Somali-born Omer Abdi Dubay moved to a predominantly coloured area of the Strand near Cape Town to escape xenophobia after the anti-immigrant turmoil of 2008. But now, he said, some of his new neighbours had told him to “close our shops”.
Dubay’s continued persecution underscores the fact that foreigners still face antagonism in the townships of Cape Town.
Last Tuesday, he said, he had stood over the bodies of two Somali shopowners who were robbed and killed in Delft, a mainly coloured area in Cape Town’s northern suburbs. The dead men were apparently taking stock to their shop.
“They were shot in the head and robbed of their Nissan truck and goods. We saw their bodies on the road.”
Earlier in the year, a shop belonging to another group of Somalis in Delft was torched while the owners were sleeping upstairs, he said.
“Some people put petrol on their door and, when they [the Somalis] saw the fire, they couldn’t get out. They jumped out of the upstairs window and one broke his hands.”
In May 2008, Dubay was forced out of one of the Strand’s black informal settlements during the countrywide attacks on foreign Africans.
“I had a shop and local people took all my stuff in 2008. I had to leave with only the clothes I was wearing,” he said.
His new place of residence was “not as bad” as the black townships, Dubay said. “It’s just some residents, maybe 30%, who say we’re not supposed to open shops and that we’re eating their bread and taking their money.
“We’re foreigners and we don’t have power. We go to black areas because we’re not rich and we can afford to live there. We’re refugees.
“We open shops because we need to support ourselves,” said Dubay. “Xenophobia is not over. There is no place safe for us in South Africa.”
Assad Abdulahi, a Somali refugee displaced in 2008 and moved by court order from the Blue Waters refugee camp near Muizenberg to the city’s temporary relocation site, Blikkiesdorp, also said that there was still xenophobia in Cape Town.
“I’ve stayed here for a year and a few months. We never feel totally safe,” Abdulahi said. “We’ve been attacked and threatened here.
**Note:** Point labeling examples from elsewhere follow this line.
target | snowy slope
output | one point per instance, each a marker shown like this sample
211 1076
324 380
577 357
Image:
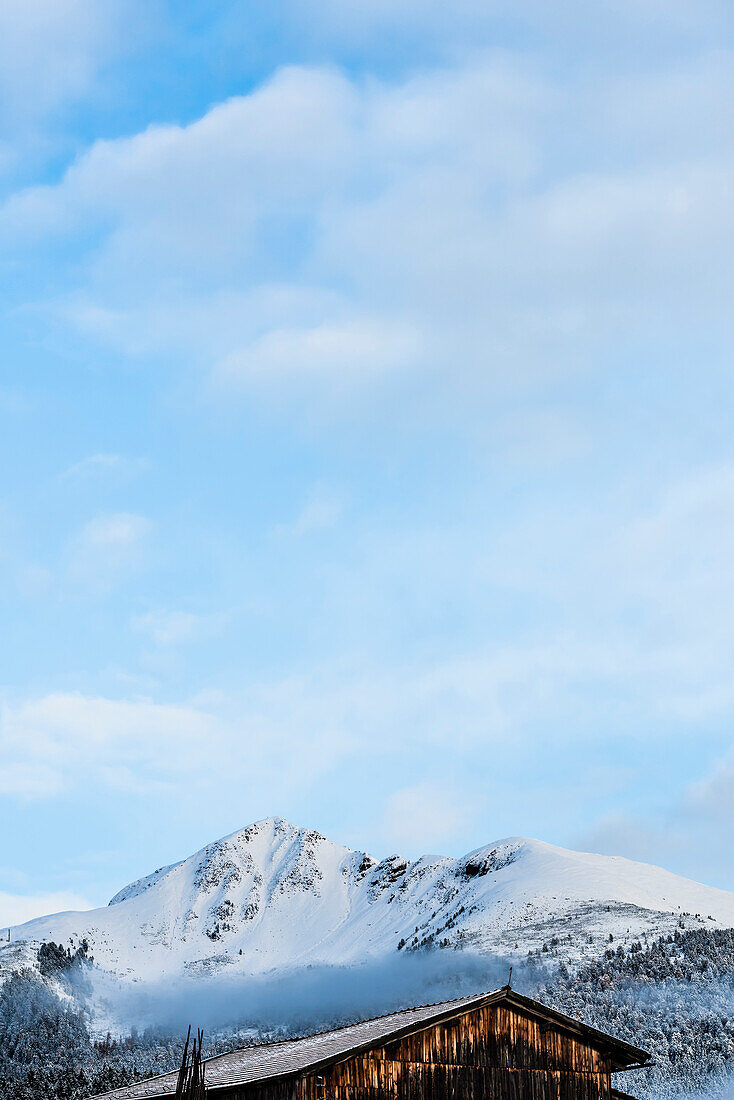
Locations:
274 895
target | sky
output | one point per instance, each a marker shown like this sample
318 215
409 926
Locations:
365 430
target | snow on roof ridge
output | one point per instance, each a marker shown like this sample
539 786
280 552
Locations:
368 1020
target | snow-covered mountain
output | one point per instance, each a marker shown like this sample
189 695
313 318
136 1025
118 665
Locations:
276 897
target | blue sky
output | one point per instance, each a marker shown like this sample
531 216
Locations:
364 429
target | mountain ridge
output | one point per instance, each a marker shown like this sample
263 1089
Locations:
274 895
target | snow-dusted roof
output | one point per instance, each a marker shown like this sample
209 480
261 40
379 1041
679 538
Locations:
269 1060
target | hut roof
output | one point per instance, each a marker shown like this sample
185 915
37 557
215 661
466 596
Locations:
313 1053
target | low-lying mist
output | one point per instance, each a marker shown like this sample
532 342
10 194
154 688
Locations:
308 999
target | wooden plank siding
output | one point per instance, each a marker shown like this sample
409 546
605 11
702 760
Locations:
490 1046
494 1053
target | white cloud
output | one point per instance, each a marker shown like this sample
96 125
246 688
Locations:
172 627
426 816
384 226
102 463
106 548
344 350
122 529
17 909
319 512
58 740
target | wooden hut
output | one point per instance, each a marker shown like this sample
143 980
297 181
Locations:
497 1045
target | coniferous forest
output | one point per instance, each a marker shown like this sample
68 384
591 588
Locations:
675 997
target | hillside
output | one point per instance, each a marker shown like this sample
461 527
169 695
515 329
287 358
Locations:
277 897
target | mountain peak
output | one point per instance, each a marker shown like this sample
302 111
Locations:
275 894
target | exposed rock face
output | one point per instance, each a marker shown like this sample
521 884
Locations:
274 895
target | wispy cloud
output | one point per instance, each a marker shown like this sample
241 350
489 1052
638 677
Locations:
99 464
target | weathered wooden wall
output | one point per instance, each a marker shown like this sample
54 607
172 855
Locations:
495 1053
492 1054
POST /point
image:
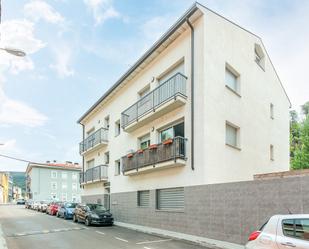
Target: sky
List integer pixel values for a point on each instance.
(77, 49)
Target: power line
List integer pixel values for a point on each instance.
(15, 158)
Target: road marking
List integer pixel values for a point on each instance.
(121, 239)
(153, 241)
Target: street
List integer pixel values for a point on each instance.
(25, 229)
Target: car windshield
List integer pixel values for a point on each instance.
(70, 205)
(96, 207)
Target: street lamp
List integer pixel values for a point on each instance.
(13, 51)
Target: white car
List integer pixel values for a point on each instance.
(282, 232)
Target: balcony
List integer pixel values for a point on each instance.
(95, 174)
(94, 141)
(170, 153)
(165, 98)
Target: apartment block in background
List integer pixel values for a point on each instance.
(203, 106)
(53, 181)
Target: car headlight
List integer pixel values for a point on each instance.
(95, 216)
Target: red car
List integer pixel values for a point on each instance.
(52, 209)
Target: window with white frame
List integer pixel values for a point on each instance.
(259, 56)
(53, 174)
(64, 186)
(53, 185)
(232, 79)
(271, 152)
(117, 128)
(64, 196)
(117, 167)
(74, 186)
(144, 141)
(231, 135)
(74, 176)
(272, 111)
(64, 175)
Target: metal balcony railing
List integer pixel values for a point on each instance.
(162, 152)
(92, 140)
(97, 173)
(176, 85)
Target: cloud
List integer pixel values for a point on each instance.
(37, 10)
(102, 10)
(13, 112)
(63, 59)
(18, 34)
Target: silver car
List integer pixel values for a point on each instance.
(282, 232)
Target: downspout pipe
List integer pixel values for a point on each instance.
(192, 92)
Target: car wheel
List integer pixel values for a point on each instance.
(74, 218)
(87, 222)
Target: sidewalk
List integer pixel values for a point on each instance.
(210, 243)
(2, 240)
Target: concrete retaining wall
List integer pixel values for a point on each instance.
(220, 211)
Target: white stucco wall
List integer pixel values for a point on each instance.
(217, 41)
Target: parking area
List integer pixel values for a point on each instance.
(24, 228)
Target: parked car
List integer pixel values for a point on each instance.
(35, 205)
(28, 204)
(53, 208)
(282, 232)
(43, 206)
(66, 210)
(92, 214)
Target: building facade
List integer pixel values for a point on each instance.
(204, 105)
(53, 181)
(4, 187)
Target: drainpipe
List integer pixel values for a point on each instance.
(192, 93)
(83, 162)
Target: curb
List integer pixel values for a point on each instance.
(202, 241)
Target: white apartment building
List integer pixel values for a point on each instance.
(204, 105)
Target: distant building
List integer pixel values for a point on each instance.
(53, 181)
(4, 187)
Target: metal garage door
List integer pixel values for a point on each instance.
(143, 198)
(170, 199)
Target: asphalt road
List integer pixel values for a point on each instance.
(28, 229)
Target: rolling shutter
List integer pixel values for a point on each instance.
(170, 199)
(143, 198)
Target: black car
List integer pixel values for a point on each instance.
(92, 214)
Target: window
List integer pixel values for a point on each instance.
(297, 228)
(64, 185)
(271, 111)
(231, 135)
(144, 142)
(54, 174)
(143, 198)
(74, 176)
(64, 175)
(74, 186)
(117, 128)
(231, 79)
(54, 186)
(271, 151)
(106, 157)
(173, 131)
(117, 168)
(90, 164)
(144, 91)
(64, 197)
(259, 56)
(170, 199)
(106, 122)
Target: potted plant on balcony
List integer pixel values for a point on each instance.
(130, 155)
(168, 141)
(153, 147)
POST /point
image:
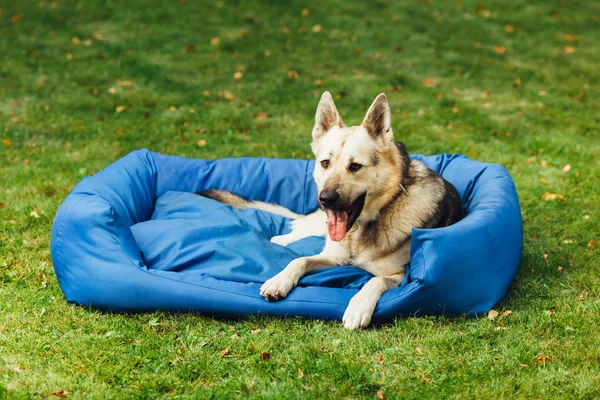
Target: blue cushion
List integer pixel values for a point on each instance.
(134, 237)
We’ve been robbed. It’s not a safe place.
“They attack us because we’re foreigners. It’s the way they speak to us, the way they treat us when we are walking in the streets. They tell us we don’t belong here.”
Lieutenant Colonel André Traut, the spokesperson for the Western Cape police, confirmed that two Somali nationals were killed last Tuesday afternoon in the Tsunami area of Delft.
Both were unknown and thought to be in their 20s, he said. “They were attacked by three gunmen while standing in the street. The victims were each shot in the face. The motive for the killing is unknown. The suspects who fled the scene are being sought by Delft police,” said Traut.
He said that there was “no evidence to substantiate xenophobia in the Western Cape”.
“However, the police are ready to deal with any occurrence of violence which may erupt for whatever reason,” Traut said.